Rep. Thomas Massie, R-Ky., appears to be in emphatic opposition, alongside other headstrong fiscal hawks.

“This [continuing resolution] would be a copy of the uniparty spending bill under Autopen Biden,” he wrote on the social media platform X on Monday. “I didn’t vote for those spending priorities when Biden was President, and I won’t vote for them now.”

Rep. Marjorie Taylor Greene, R-Ga., also has been expressing her unequivocal displeasure with a continuing resolution for weeks.

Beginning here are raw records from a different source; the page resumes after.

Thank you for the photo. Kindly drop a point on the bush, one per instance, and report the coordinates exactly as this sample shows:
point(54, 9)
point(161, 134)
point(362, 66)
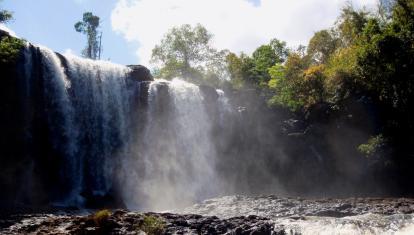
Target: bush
point(101, 217)
point(152, 225)
point(372, 146)
point(9, 49)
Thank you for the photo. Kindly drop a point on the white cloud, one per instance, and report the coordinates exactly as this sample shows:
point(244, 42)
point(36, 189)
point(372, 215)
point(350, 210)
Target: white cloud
point(69, 52)
point(237, 25)
point(11, 32)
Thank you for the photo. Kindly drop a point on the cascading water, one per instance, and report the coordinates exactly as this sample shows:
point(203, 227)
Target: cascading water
point(87, 109)
point(154, 158)
point(177, 157)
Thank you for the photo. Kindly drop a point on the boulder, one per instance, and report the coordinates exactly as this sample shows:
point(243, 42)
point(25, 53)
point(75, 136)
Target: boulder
point(140, 73)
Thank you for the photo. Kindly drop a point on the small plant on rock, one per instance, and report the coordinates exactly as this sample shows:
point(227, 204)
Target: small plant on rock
point(101, 217)
point(9, 49)
point(152, 225)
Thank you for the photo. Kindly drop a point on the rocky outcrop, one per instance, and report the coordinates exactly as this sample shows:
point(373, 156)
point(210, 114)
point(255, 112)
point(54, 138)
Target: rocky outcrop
point(140, 73)
point(124, 222)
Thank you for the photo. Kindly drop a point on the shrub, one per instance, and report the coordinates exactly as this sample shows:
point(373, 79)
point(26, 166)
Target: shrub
point(101, 217)
point(372, 146)
point(9, 49)
point(152, 225)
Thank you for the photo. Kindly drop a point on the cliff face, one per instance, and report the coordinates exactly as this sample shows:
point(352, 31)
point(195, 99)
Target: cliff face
point(34, 142)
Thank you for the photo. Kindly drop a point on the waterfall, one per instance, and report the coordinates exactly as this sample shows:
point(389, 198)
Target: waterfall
point(177, 154)
point(111, 136)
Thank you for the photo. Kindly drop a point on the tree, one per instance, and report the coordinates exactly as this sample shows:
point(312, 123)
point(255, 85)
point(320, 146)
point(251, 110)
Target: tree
point(185, 52)
point(322, 45)
point(89, 26)
point(351, 23)
point(5, 16)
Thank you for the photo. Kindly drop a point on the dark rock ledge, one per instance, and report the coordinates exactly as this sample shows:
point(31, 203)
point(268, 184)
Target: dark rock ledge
point(124, 222)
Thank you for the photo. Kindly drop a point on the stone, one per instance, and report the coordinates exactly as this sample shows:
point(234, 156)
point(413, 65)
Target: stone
point(140, 73)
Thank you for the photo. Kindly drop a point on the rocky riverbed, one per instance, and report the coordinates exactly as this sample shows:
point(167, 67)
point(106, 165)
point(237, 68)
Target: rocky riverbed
point(232, 215)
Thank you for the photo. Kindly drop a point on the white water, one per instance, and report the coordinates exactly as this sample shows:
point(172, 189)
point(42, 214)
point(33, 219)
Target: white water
point(177, 157)
point(159, 158)
point(282, 215)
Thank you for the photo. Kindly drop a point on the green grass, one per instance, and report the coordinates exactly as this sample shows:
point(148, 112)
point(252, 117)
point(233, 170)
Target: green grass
point(152, 225)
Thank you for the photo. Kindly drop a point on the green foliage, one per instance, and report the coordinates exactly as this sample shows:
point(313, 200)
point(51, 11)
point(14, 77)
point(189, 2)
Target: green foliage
point(372, 146)
point(322, 45)
point(253, 71)
point(152, 225)
point(9, 49)
point(185, 52)
point(351, 23)
point(100, 218)
point(5, 16)
point(89, 26)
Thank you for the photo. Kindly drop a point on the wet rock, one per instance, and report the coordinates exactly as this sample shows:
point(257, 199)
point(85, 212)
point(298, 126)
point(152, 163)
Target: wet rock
point(140, 73)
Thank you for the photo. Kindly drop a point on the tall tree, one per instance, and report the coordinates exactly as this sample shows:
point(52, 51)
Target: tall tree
point(185, 52)
point(89, 26)
point(5, 16)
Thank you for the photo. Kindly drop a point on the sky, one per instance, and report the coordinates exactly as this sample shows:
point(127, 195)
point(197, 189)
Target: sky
point(131, 28)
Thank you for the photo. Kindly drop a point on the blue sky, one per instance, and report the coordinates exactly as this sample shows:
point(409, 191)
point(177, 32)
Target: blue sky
point(51, 23)
point(131, 28)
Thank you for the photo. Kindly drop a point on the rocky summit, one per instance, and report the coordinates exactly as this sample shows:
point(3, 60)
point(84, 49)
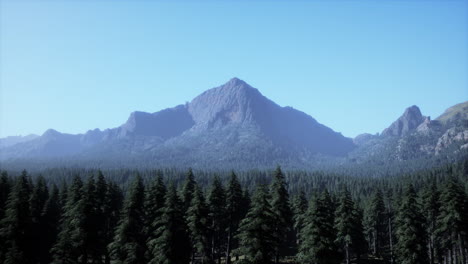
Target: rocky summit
point(235, 126)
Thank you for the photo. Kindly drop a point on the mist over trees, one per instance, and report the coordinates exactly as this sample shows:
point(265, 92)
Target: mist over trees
point(234, 217)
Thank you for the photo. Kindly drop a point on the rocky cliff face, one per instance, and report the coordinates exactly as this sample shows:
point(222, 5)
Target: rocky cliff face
point(406, 124)
point(233, 122)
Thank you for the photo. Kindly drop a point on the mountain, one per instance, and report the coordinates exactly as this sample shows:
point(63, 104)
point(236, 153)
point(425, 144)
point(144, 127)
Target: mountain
point(410, 120)
point(13, 140)
point(233, 124)
point(414, 137)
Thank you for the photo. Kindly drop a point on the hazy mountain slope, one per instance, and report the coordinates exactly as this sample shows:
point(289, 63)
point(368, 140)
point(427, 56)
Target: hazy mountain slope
point(13, 140)
point(232, 123)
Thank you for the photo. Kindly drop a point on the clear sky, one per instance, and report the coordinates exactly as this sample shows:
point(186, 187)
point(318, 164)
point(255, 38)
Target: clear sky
point(352, 65)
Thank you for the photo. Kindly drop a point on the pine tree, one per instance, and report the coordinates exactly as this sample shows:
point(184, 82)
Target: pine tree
point(431, 209)
point(234, 213)
point(319, 235)
point(37, 201)
point(67, 248)
point(411, 244)
point(154, 204)
point(171, 243)
point(348, 224)
point(111, 210)
point(452, 221)
point(217, 217)
point(299, 209)
point(128, 246)
point(188, 189)
point(15, 227)
point(197, 223)
point(5, 187)
point(49, 225)
point(255, 232)
point(376, 223)
point(281, 212)
point(100, 218)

“I can’t wait to see how voting for the CR becomes a Trump loyalty test,” she wrote on X on Monday, before the seven-week measure was officially proposed. “When in all actual reality, it’s a disloyalty to him by passing a Biden policy laden omnibus.”

Additionally, Rep. Victoria Spartz, R-Ind., wrote on X on Sunday, “Thanksgiving CR—NO. I am willing to vote for a CR of any duration—short or long—the least damage to the Republic, but I cannot support one that ends funding right before a major holiday to jam us with an Omnibus. I’ve seen this playbook too many times.”

Rep. Victoria Spartz, R-Ind. (Anna Moneymaker/Getty Images)

There’s also Rep. Warren Davidson, R-Ohio, a fiscal hawk who voted against the “big, beautiful bill” when it first came through the House. He has spoken out against a continuing resolution that precedes spending increases.

“I already hated status quo thinking and approaches (soft incrementalism at best), so I’m out on another CR for the sake of more government,” he opined on X on Monday. “We know we need a smaller, more accountable, more focused America First government. I will tolerate nothing else.”

Still, history shows that Johnson usually gets his way in these contentious legislative disputes, with his leadership team overcoming Republican hesitancy to pass a continuing resolution, cuts to foreign aid and public broadcasting, and a 10-year budget reconciliation package.